He was an inaugural inductee to the English and Scottish Football Halls of Fame, a Footballer of the Year and he rightfully graces one of her Majesty’s postage stamps!

Yet no recitation of the many honours he won can serve to capture what made him such an admirable player and man.

For that you have to consider his granite character.

I have reached the age when the heroes of my youth are becoming fixtures on the Obituary pages and all too often I reluctantly realise that perhaps those heroes, for all their accomplishments, had, like most of us, feet of clay.

Yet, with Dave Mackay it is clear that the term hero is entirely justified.

He really did fill every unforgiving minute with sixty seconds of distance run and anyone examining his career and wider life will have to agree that here indeed was a man in full.

Dave Mackay’s qualities of bravery, modesty, loyalty and honesty applied under the glare of public pressure show manhood at its best.

Dave Mackay as a player combined complete physical and mental commitment with extravagant skill.

With Hearts his pre-match party piece was to run out into the centre circle and then to back-heel the ball into the net on the half volley. At Spurs he would volley ball high into the stratosphere as he came out and then nonchalantly perfectly trap it as it came back to earth.

Once the game started it was a very foolish opponent who imagined that they could intimidate Dave who could tackle with the force of a JCB.

Once the ball was won with his head up and barrel chest out he could see the pass that would open up the opposition and then deliver it with casual aplomb.

As a captain he led by example – Dave Mackay never left the pitch without having given every ounce of effort possible and he demanded nothing less from his team mates. But, his leadership was not merely a matter of fist shaking exhortation: his greatest attribute as a captain was that all the players he played with wanted his good opinion.

To have Dave Mackay pat you on the back and for him to say well done as he lifted a glass with you after the game was treasure far beyond the roar of the crowd.

Dave was a footballer’s footballer the canniest judges of a players worth, his fellow professionals, all knew that he was a very special player.

All time great players such as George Best, Eusabio and Spurs own Jimmy Greaves all spoke with head-shaking wonder about Dave’s range of football talents and the physical presence and impact he brought to the game.

To be on his team made you feel inches taller while to see him leading your opponents out was a sure signal that today your mettle was really going to be tested!

Dave Mackay was a winner.

With Hearts in the 1950s he won the League title, the Cup and the League Cup.

With Spurs he was a member of the immortal 60/61 double winning side which set a standard for thrilling excellence that has rarely, if ever, been matched in English football.

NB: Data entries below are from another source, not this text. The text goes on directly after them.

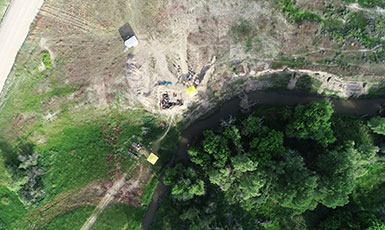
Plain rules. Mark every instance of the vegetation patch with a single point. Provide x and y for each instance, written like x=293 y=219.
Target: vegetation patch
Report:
x=367 y=3
x=46 y=59
x=11 y=208
x=297 y=15
x=120 y=217
x=71 y=220
x=275 y=169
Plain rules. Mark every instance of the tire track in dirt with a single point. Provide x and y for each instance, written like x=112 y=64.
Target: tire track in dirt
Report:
x=66 y=17
x=110 y=195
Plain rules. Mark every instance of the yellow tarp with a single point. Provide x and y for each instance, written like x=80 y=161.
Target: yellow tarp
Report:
x=192 y=91
x=152 y=158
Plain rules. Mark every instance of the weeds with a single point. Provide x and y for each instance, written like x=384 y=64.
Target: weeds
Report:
x=46 y=59
x=296 y=15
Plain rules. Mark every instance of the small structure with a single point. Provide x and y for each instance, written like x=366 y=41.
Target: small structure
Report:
x=152 y=158
x=128 y=36
x=192 y=91
x=131 y=42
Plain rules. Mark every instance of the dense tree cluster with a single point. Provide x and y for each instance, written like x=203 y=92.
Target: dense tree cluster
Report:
x=296 y=166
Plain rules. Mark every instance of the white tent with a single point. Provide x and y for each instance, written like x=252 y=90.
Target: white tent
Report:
x=131 y=42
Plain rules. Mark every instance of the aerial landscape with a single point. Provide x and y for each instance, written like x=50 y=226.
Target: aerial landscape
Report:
x=192 y=114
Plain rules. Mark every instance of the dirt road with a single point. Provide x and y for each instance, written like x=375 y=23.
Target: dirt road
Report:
x=13 y=31
x=104 y=202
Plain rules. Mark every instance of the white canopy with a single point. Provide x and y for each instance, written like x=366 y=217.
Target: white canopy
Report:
x=131 y=42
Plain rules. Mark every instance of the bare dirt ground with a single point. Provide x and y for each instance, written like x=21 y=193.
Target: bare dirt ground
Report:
x=14 y=29
x=192 y=33
x=177 y=37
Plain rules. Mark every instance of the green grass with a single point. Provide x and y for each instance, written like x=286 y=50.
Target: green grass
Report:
x=120 y=217
x=11 y=209
x=367 y=3
x=297 y=15
x=71 y=220
x=75 y=157
x=46 y=59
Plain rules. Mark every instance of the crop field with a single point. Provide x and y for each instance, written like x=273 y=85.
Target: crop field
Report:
x=75 y=102
x=3 y=7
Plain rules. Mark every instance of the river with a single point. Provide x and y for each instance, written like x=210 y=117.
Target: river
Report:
x=341 y=106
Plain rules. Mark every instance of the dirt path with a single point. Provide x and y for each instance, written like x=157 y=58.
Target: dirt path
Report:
x=155 y=145
x=109 y=197
x=376 y=10
x=13 y=31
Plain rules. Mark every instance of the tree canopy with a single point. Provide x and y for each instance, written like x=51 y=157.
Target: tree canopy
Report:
x=265 y=170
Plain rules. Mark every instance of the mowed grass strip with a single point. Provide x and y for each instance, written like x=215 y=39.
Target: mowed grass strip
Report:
x=75 y=157
x=120 y=217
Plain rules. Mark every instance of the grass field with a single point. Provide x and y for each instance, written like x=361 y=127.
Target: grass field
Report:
x=120 y=217
x=71 y=220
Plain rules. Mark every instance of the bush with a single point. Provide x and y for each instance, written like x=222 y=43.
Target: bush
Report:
x=46 y=59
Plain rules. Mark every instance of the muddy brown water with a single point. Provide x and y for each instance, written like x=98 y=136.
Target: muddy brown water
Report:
x=360 y=107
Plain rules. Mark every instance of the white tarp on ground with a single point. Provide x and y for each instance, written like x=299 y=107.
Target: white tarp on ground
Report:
x=13 y=31
x=131 y=42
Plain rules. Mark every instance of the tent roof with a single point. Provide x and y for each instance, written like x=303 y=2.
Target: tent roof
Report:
x=192 y=91
x=152 y=158
x=131 y=42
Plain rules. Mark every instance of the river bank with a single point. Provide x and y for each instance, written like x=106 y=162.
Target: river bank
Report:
x=360 y=107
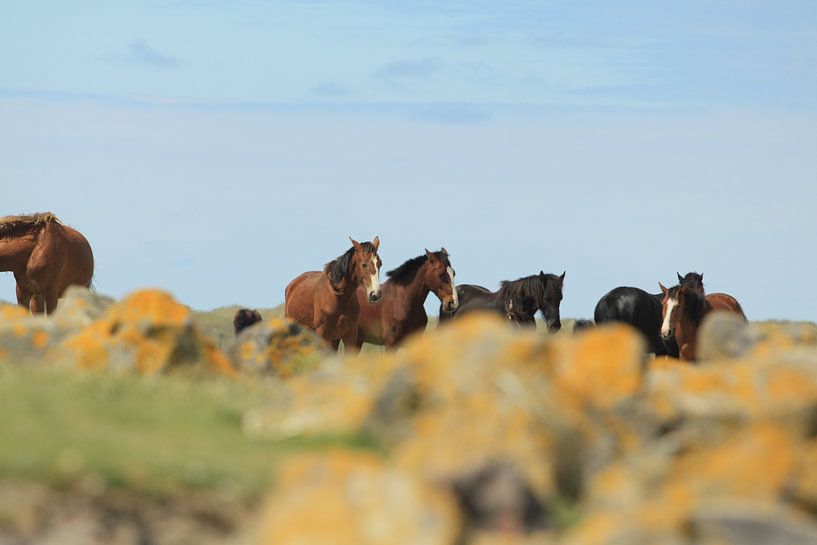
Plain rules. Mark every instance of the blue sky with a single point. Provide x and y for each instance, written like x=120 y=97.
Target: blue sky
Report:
x=218 y=149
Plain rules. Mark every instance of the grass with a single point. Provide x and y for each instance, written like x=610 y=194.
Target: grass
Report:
x=156 y=436
x=218 y=323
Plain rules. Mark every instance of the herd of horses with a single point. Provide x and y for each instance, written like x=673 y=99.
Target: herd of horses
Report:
x=346 y=301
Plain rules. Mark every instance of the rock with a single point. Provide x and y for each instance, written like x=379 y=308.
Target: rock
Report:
x=603 y=367
x=497 y=498
x=148 y=332
x=751 y=524
x=723 y=335
x=277 y=347
x=353 y=498
x=80 y=306
x=26 y=338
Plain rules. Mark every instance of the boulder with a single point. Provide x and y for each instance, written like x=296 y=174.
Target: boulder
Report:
x=353 y=498
x=277 y=347
x=147 y=332
x=723 y=335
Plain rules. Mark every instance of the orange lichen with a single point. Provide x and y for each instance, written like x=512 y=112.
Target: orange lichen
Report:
x=148 y=332
x=350 y=499
x=602 y=367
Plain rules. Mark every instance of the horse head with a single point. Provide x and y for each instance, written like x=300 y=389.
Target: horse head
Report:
x=366 y=267
x=439 y=277
x=692 y=280
x=550 y=299
x=669 y=309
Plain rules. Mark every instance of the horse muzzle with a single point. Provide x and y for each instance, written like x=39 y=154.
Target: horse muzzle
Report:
x=375 y=296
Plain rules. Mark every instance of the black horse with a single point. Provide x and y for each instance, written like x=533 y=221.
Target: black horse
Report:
x=517 y=300
x=642 y=310
x=639 y=309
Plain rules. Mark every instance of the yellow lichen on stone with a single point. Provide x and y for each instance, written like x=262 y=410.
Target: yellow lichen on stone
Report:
x=603 y=367
x=148 y=332
x=352 y=498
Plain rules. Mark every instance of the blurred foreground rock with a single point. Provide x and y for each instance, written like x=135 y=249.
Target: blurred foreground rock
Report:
x=576 y=440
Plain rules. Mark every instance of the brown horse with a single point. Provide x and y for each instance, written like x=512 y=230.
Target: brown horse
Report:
x=45 y=256
x=401 y=311
x=326 y=302
x=683 y=311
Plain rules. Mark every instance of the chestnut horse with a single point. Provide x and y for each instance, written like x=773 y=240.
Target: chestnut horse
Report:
x=401 y=311
x=683 y=310
x=45 y=256
x=326 y=301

A team which included the sublime skills of John White, the canny, pulling the strings of the game intelligence of Danny Blanchflower, the blistering pace of Cliff Jones and the battering ram belligerence of Bobby Smith made for an irresistible attacking force.

What Dave Mackay added was tempered steel as well as silky skill.

Any team with Dave Mackay in it would never lack for heart and there could be no such thing as a lost cause while the final whistle was yet to be blown.

With the addition of the genius of Jimmy Greaves Spurs became a team of all talents. FA Cups and the first European trophy for a British side filled the White Hart Lane Trophy cabinet and the memories of the glory of that side will never tarnish.

Though Mackay faced broken legs and the frailties of increasing age as the 60s ended he took the opportunity offered by Brian Clough with Derby County to show that his football brain and charisma made him the perfect mentor for a team filled with youthful burgeoning talent.

Roy McFarland and his colleagues were treated to master classes in what it meant to be a footballer in every training session and in every game they learned under Dave’s watchful eye how to apply those lessons in the heat of battle.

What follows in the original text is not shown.